The prisoners are split into two groups: Travers, Ox, Cooper, and Miller in the bow and Sullivan, Wright, Abers, and Romano in the stern. Wright discovers Sullivan's rash which Abers recognizes as deadly meningitis. Days later, as U-429 attacks an American destroyer, the USS Logan, Travers and his group break free of their bonds and fire one of the U-boat's torpedoes off course. Alerted to the U-boat's presence by the exploding torpedo, Logan attacks U-429 with depth charges. Sullivan breaks free, but is killed fighting off a German guard. The meningitis spreads rapidly, killing two-thirds of the German crew and the American Romano. Travers hallucinates about Rachel reminding him of his promise to come home.

Herdt compels the Americans and Germans to reluctantly work together, planning to sail to the United States coast and surrender his men, and explains to Travers he rescued the Americans in defiance of standing orders that only enemy captains and COBs were to be made prisoner. He's grown tired of the war and killing and vows to do whatever is necessary to get them all home. Klause (Heger), the U-429's quartermaster, becomes disillusioned with Herdt's co-operation with the Americans and stages a mutiny with Lieutenant Bauer and the U-429s radio operator Christophe. In the struggle, Christophe sends a distress call to other U-boats, Klause attempts to detonate the last bow torpedo to blow up the boat, and Herdt is fatally stabbed. Travers retaliates by breaking Klause's neck with a hoist chain. With his dying breath, Herdt passes command of the boat to Cremer.

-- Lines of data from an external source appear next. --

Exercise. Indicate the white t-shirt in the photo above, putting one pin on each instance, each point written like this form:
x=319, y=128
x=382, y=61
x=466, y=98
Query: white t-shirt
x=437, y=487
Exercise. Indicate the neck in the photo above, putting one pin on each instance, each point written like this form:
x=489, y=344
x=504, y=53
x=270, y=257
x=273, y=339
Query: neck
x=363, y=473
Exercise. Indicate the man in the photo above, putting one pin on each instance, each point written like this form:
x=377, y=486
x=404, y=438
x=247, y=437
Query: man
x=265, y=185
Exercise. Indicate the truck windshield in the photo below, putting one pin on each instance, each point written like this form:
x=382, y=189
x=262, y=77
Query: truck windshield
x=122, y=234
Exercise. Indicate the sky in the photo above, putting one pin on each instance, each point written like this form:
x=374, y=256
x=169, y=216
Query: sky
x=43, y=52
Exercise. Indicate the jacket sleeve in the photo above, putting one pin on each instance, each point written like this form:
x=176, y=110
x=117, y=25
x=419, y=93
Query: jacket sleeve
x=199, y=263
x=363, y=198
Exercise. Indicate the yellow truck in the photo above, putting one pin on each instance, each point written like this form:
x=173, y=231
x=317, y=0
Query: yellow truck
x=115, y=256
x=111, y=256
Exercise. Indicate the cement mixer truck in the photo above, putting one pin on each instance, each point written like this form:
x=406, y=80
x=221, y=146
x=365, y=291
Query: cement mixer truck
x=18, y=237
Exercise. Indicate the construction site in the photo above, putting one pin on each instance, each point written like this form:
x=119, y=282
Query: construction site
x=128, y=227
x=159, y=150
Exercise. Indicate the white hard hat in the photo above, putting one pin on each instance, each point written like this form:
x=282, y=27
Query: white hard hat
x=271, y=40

U-429 encounters Logan again but before making contact is attacked by U-1221, responding to the distress call. U-1221 fires several torpedoes at U-429, alerting Logan. U-429 evades the torpedoes and two German crew members try unsuccessfully to convince Cremer to fire back at the Germans, but when Abers and Travers finally persuade him, they realize they only have one torpedo. They maneuver the stern tube into position and fire, but the torpedo doesn't detonate. U-1221 fires another torpedo at U-429, causing no serious damage, and Logan destroys U-1221 with gunfire. When Travers contacts Logan, Captain Samuel Littleton (Ellis) orders Travers to take the Enigma. Travers lies that they're sinking and breaks contact, keeping his promise to Cremer to never let U-429 be captured. The crew floods the boat and are rescued by Logan.

Once ashore, Travers confronts Kentz about the Germans that saved their lives. Kentz says the Germans are still the enemy, but he'll do his best to have them taken care of. Travers and Rachel are reunited and visit Cremer in a POW compound, where Rachel thanks Cremer for saving her husband's life. Travers and Cremer talk about Herdt and their hope the war will be over soon.

==Cast==
- William H. Macy as Chief of The Boat Nathan Travers
- Til Schweiger as Captain Jonas Herdt
- Scott Caan as Lieutenant-Commander Randall Sullivan
- Thomas Kretschmann as 1st Watch Officer Ludwig Cremer
- Lauren Holly as Rachel Travers
- Clark Gregg as Executive Officer Teddy Goodman
- Carmine Giovinazzo as Buck Cooper
- Sam Huntington as Virgil Wright
- Jeremy Sisto as Jason Abers
- Ian Somerhalder as Danny Miller
- Branden Morgan as Benny Romano
- Patrick Gallagher as "Ox"
- Chris Ellis as Captain Samuel Littleton
- Xander Berkeley as Admiral Kentz
- Rene Heger as Klause
- Connor Donne as Bauer
- Sven-Ole Thorsen as Hans
- A.J. Buckley as Medical Officer
- Gavin Hood as Achilles Captain

==Alternate titles==
- When the film was shown on Albanian television, it was given a title that translates as Underwater Prison in English, and had similar titles in some other countries' TV schedules U-429: Underwater Prison in Armenia and in Russia.

==Continuity errors==
The actual USS Swordfish was a Sargo-class submarine, while in the film, the boat was described as a Balao-class submarine, which was a much later model.